You see, no matter what you do, you can’t escape the wages of sin. The wages of sin is death. This reality was staring the widow at Nain right in the face. Why did her son die? Because he was a sinner. You will die one day for the same reason. You are a sinner. You can exercise all you want. You can diet all you want. You can take vitamins and seek medical treatment to prolong life. You can take vaccines. All of these things promise life, but they all fail to grant it. God alone gives life and He alone decides when it ends. Job, when all was taken away from him, said “The Lord gave, and the Lord has taken away; blessed be the name of the Lord.” You sin and because of your sin, you will die. There is no escape from it.

Or so it seems. For Jesus comes into the world as God to bear the sins of the world. The wages of sin is death, but the free gift of God is eternal life in Christ. Jesus comes to bear the sin that you have committed. He takes it upon himself. He bears your guilt. He dies for your guilt as the righteous wrath of God against sin is poured out on Jesus at the cross. Jesus was the one who knew no sin, but he became sin for you. When Jesus reaches out and touches the bier that carries the young man who is the only son of his widowed mother, he takes the sin and death of young man into himself. Then the blessed exchange happens for that son. Jesus says to him, “arise,” and he does.

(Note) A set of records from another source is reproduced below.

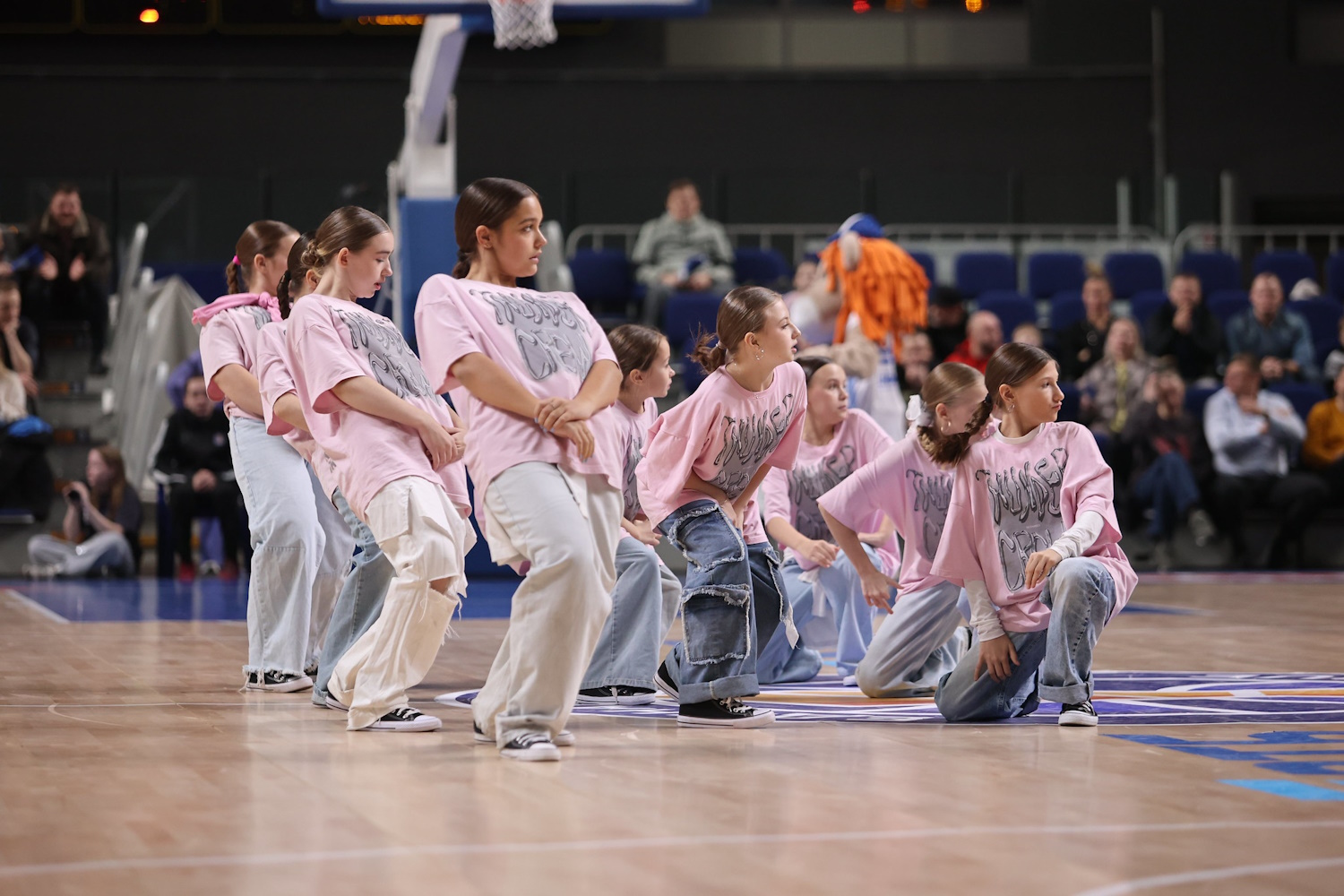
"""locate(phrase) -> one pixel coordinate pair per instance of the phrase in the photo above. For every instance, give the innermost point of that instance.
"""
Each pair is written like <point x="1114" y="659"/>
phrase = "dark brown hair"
<point x="347" y="228"/>
<point x="486" y="203"/>
<point x="741" y="312"/>
<point x="636" y="347"/>
<point x="1011" y="365"/>
<point x="295" y="271"/>
<point x="261" y="238"/>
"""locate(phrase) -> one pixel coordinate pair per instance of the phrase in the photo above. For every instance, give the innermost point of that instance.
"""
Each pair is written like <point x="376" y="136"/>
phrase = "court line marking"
<point x="1212" y="874"/>
<point x="32" y="605"/>
<point x="647" y="842"/>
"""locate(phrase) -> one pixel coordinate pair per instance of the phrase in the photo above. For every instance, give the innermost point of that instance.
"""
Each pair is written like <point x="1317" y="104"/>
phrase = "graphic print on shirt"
<point x="1027" y="516"/>
<point x="930" y="495"/>
<point x="550" y="335"/>
<point x="806" y="484"/>
<point x="746" y="443"/>
<point x="389" y="357"/>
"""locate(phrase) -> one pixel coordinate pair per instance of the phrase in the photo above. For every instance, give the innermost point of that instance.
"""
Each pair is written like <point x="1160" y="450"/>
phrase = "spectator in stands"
<point x="1081" y="344"/>
<point x="984" y="336"/>
<point x="1185" y="331"/>
<point x="70" y="284"/>
<point x="682" y="250"/>
<point x="946" y="322"/>
<point x="1279" y="338"/>
<point x="101" y="525"/>
<point x="1171" y="465"/>
<point x="1324" y="446"/>
<point x="195" y="458"/>
<point x="1253" y="435"/>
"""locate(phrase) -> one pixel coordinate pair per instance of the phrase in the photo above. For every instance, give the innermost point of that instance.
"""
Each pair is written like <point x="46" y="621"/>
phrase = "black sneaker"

You come to this place week after week because you’re dying. The world tries to promise all sorts of things that will solve the problem of your dying, but it can’t. The only solution is in Christ. Jesus speaks his forgiveness to you through my mouth when I absolve your sins. Then Jesus places his body and blood into your mouth and promises you that because you have eat his flesh and drink his blood you will live forever. The impossible is done. The wages of sin is death, but Jesus has paid that price for you. Now you are given his righteousness. Death holds no power over you for it has been defeated by your Savior, Jesus Christ.

Unless Christ returns first, you will die one day. But because of Christ, that is not your end. Death was not the end for Jesus as after three days he rose victorious from the grave. Death was not the end for the widow at Nain’s son. Death will not be your end, either. For you, the baptized, will hear the voice of your Savior Jesus call to you on the Last Day, “I say to you, arise.”

In the name of the Father and of the + Son and of the Holy Spirit. Amen.